Aliquots of 5E5-5E6 cells are collected by centrifugation, mixed with biotinylated ligand at a range of concentrations spanning the expected Kd and allowed to approach equilibrium at 25° C. or 37° C. (60 min).
Cells are pelleted by centrifugation, washed in ice-cold phosphate-buffered saline with 2% fetal bovine serum (PBS/FBS) and resuspended in a dilution of streptavidin-phycoerythrin (SA-PE). The cells are incubated on ice for 30 min in the dark. Cells are again washed in PBS/FBS and resuspended in PBS/FBS to an appropriate volume for flow cytometric analysis.
The cells are examined using a Becton Dickinson FACS Calibur flow cytometer. The population is gated by light scatter to avoid consideration of clumped cells. Events from ≧10,000 events are collected. The mean fluorescence intensity of the population of cells is recorded. A nonlinear least-squares curve fit is used to determine the equilibrium dissociation constant (Kd) from the fluorescence data. A monovalent, equilibrium binding model is assumed.
R+LLR
Ka=1/Kd==[LR]/[L][R],
where R is the displayed receptor-related protein, L is the ligand, and LR is the complex. Then, the fraction of protein molecules that have bound ligand, Y, is given by
Y=nKa[R]/(1+Ka[R]),
where n is the fluorescence intensity when binding is completely saturated. (VanAntwerp and Wittrup, Biotechnol. Prog. 2000, 16, 31-37)

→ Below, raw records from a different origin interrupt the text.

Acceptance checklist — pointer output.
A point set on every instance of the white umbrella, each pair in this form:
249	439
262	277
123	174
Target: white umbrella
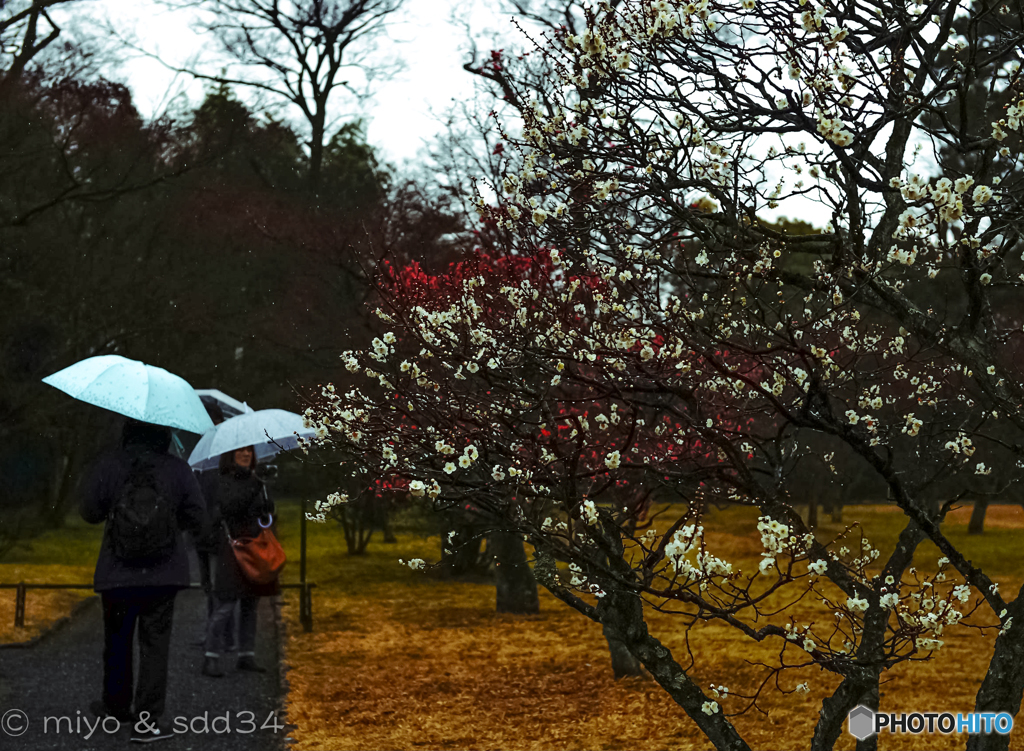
228	405
269	430
134	389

For sorting, a total of 5E6-5E7 cells are pelleted and washed in phosphate-buffered saline with 2% fetal bovine serum (PBS/FBS). The pellet is resuspended in PBS/FBS and Anti-tag antibody (e.g. Monoclonal Mouse Anti-E-tag antibody, Amersham Pharmacia Biotech) and biotinylated ligand (e.g. RANKL) is added. The final concentration of antibody in the mixture should be above saturation (typically between 5 and 50 nM). The “binding molecule” concentration is kept below 1 nM.
The cells are incubated for at least 1 hr on ice, at 25° C. or 37° C. in the dark. After incubation, the cells are rinsed 1× with PBS/FBS and resuspended in PBS/FBS. If a non-conjugated Anti-E-tag antibody is used, a FITC-labeled secondary anti-mouse IgG antibody is added (e.g. FITC labeled Rabbit Anti-Mouse IgG). Phycoerythrin conjugated streptavidin is added in the same incubation step.
The cells are incubated for 30-60 minutes on ice in the dark. After incubation, the cells are rinsed 1× with PBS/FBS and resuspended in PBS/FBS.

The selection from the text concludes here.